Przed świętami wydłuża się czas oczekiwania na przekroczenie wschodniej granicy. Przekonali się kierowcy tirów, którzy na przejściu granicznym z Ukrainą w Dorohusku (woj. lubelskie) stoją już od blisko 40 godzin. Jak informuje straż graniczna, wszystkie możliwości przyśpieszenia odpraw zostały wyczerpane. Film pokazujący pojazdy stojące w długiej kolejce dostaliśmy na Kontakt 24 od @Sylwii.W stosunku do soboty czas oczekiwania na przejściu granicznym w Dorohusku wydłużył się o dziewięć godzin.
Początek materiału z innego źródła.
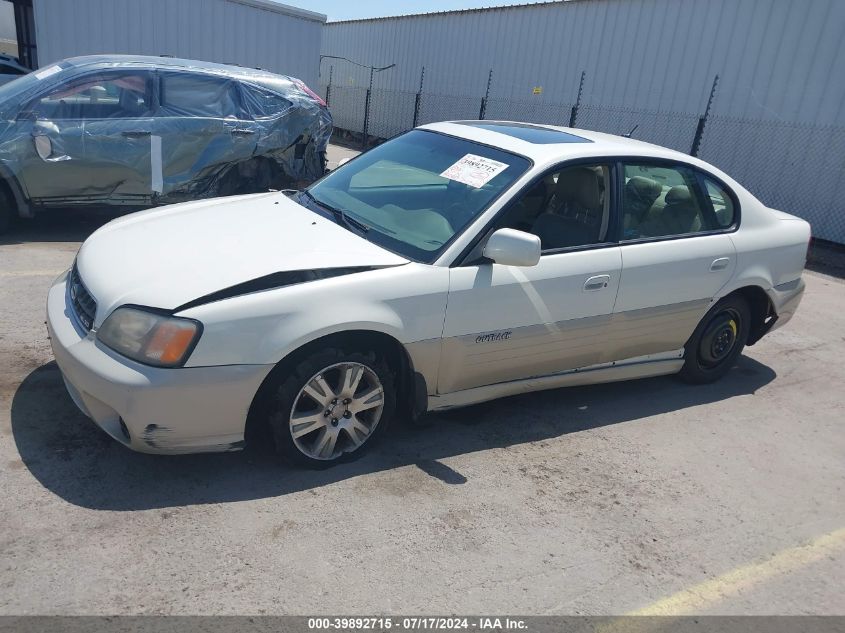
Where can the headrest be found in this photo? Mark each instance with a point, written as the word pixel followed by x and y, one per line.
pixel 579 185
pixel 644 188
pixel 678 195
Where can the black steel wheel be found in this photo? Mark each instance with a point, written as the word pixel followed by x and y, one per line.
pixel 717 341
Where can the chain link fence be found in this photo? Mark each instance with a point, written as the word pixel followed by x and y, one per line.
pixel 795 167
pixel 798 168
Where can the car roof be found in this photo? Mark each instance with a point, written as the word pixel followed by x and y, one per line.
pixel 233 70
pixel 572 142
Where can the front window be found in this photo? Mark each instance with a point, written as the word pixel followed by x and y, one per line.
pixel 413 194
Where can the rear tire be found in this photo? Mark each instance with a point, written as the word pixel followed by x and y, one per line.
pixel 717 341
pixel 332 407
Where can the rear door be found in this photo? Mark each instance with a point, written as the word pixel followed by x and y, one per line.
pixel 676 256
pixel 203 129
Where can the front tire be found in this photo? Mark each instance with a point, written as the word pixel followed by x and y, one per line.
pixel 717 341
pixel 8 210
pixel 333 407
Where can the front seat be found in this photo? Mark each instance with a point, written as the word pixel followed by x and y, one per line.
pixel 557 231
pixel 639 196
pixel 678 216
pixel 578 196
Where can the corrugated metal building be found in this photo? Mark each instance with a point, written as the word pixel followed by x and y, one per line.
pixel 253 33
pixel 777 120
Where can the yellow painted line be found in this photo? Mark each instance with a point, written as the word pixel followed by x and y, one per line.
pixel 30 273
pixel 712 591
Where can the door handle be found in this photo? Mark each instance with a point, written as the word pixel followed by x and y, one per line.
pixel 719 264
pixel 596 283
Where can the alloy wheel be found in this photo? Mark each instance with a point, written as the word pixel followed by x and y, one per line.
pixel 336 411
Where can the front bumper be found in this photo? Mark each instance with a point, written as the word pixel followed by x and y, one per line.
pixel 149 409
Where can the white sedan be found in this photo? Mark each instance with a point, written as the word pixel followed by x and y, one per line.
pixel 454 264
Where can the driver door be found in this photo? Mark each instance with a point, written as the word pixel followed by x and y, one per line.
pixel 90 140
pixel 506 323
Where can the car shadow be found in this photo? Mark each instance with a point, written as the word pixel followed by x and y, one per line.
pixel 77 461
pixel 59 225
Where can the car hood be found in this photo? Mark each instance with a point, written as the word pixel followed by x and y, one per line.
pixel 170 256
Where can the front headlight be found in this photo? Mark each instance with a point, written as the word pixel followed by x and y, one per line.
pixel 150 338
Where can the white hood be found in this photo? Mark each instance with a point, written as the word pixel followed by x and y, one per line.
pixel 166 257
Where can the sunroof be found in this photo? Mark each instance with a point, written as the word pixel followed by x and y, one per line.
pixel 527 132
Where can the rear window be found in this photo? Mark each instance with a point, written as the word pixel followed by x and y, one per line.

Tak wynika z informacji podanych na stronie internetowej Izby Celnej w Białej Podlaskiej. Obecnie kierowcy tirów muszą odczekać przed przekroczeniem granicy 39 godzin.
"W niedzielę przed południem kolejka tirów przed przejściem w Dorohusku miała 35 km długości" - poinformował PAP Michał Hałas z lubelskiego oddziału Generalnej Dyrekcji Dróg i Autostrad.
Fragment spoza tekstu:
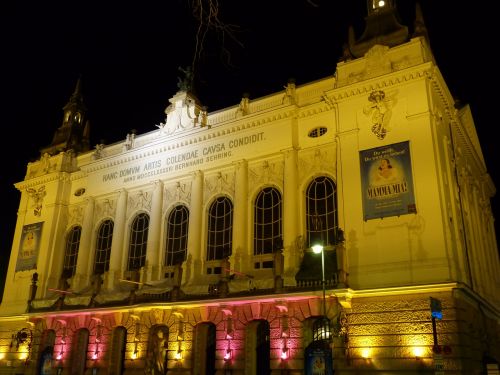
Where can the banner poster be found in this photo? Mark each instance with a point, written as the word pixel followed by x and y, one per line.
pixel 387 181
pixel 29 247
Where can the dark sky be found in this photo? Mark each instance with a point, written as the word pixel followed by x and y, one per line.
pixel 127 54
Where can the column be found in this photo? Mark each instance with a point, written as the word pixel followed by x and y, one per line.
pixel 195 250
pixel 153 261
pixel 115 261
pixel 240 257
pixel 81 278
pixel 291 198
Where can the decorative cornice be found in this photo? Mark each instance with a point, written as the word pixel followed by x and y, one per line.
pixel 378 83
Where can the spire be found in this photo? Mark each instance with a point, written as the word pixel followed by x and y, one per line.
pixel 73 134
pixel 419 25
pixel 382 27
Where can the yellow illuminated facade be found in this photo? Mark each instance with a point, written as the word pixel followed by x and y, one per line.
pixel 188 249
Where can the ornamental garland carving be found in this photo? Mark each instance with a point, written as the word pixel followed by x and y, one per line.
pixel 178 192
pixel 37 196
pixel 317 160
pixel 379 111
pixel 267 172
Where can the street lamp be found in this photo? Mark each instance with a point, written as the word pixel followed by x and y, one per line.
pixel 316 250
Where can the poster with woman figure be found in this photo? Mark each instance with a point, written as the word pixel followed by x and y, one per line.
pixel 29 247
pixel 387 181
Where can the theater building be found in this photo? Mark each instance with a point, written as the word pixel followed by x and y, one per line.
pixel 188 249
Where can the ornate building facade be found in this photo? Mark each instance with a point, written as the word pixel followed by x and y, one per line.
pixel 188 249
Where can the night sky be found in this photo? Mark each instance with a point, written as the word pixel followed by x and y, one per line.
pixel 128 54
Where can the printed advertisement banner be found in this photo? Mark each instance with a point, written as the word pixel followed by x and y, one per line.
pixel 387 181
pixel 29 247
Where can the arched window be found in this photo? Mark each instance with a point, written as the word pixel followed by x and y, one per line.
pixel 156 357
pixel 138 242
pixel 267 221
pixel 79 350
pixel 117 351
pixel 204 349
pixel 220 229
pixel 258 348
pixel 46 352
pixel 71 251
pixel 177 235
pixel 103 247
pixel 321 212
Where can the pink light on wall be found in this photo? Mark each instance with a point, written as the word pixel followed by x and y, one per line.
pixel 228 354
pixel 284 351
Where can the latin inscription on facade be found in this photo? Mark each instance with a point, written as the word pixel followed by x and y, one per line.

O podobnych problemach informowaliśmy w zeszłym tygodniu. Wtedy na przejściu granicznym z Białorusią w Kuźnicy kierowcy musieli czekać nawet 64 godziny.
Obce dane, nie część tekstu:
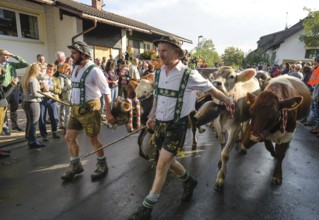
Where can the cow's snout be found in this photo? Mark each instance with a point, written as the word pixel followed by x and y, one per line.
pixel 255 138
pixel 217 83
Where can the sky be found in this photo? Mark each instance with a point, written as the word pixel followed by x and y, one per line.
pixel 228 23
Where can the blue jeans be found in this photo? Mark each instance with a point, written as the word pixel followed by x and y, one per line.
pixel 48 106
pixel 13 100
pixel 32 112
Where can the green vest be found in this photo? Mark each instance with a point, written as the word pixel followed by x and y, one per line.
pixel 81 84
pixel 173 93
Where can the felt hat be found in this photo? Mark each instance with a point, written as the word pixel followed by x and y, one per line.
pixel 81 47
pixel 171 40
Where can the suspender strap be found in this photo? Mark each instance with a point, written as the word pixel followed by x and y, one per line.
pixel 179 101
pixel 173 93
pixel 81 85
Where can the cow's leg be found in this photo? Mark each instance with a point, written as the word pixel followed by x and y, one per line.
pixel 193 126
pixel 280 155
pixel 224 156
pixel 140 138
pixel 270 147
pixel 221 137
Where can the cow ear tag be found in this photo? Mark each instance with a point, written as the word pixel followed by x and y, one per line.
pixel 249 75
pixel 180 153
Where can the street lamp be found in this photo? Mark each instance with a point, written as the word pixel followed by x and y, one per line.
pixel 201 36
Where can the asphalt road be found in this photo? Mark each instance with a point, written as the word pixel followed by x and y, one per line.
pixel 31 188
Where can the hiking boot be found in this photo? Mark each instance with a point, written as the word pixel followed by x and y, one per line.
pixel 55 135
pixel 74 169
pixel 189 187
pixel 101 171
pixel 142 213
pixel 6 131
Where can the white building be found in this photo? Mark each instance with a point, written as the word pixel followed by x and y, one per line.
pixel 285 46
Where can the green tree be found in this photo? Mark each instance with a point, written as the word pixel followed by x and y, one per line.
pixel 311 26
pixel 233 57
pixel 206 50
pixel 256 56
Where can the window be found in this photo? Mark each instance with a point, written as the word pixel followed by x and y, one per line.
pixel 18 24
pixel 311 53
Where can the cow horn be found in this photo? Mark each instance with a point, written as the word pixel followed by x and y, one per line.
pixel 125 106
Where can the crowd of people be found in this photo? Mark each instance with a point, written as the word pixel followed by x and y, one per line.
pixel 55 80
pixel 89 88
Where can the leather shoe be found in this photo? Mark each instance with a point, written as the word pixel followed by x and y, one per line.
pixel 36 145
pixel 189 187
pixel 17 129
pixel 308 123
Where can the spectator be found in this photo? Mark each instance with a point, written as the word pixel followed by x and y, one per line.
pixel 42 63
pixel 66 85
pixel 103 65
pixel 133 69
pixel 296 72
pixel 10 74
pixel 285 69
pixel 31 104
pixel 123 79
pixel 47 105
pixel 59 58
pixel 112 79
pixel 149 73
pixel 3 95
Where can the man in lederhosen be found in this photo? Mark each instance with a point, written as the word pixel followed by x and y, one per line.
pixel 175 96
pixel 88 84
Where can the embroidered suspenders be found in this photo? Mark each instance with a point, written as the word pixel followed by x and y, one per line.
pixel 173 93
pixel 81 85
"Nic już nie da się zrobić"
Nie jest to jedyne przejście, na którym kierowcy muszą oczekiwać na wyjazd z Polski. W Koroszczynie (woj. lubelskie) czas oczekiwania wynosi około 42 godzin i ciągnie się przez 30 km do Białej Podlaskiej. Natomiast mniejsza - półtorakilometrowa - kolejka uformowała się przed drugim przejściem z Ukrainą na Lubelszczyźnie w Hrebennem. Tam czas oczekiwania wynosi około czterech godzin.
Służby graniczne tłumaczą, że w okresie przedświątecznym na granicy zawsze panuje wzmożony ruch, a tirów nadjeżdża więcej niż wynoszą możliwości przepustowe najbardziej obleganych przejść. "Wszystkie możliwości przyśpieszenia odpraw zostały wyczerpane, nic już się nie da zrobić" - powiedział rzecznik Nadbużańskiego Oddziału Straży Granicznej Dariusz Sienicki.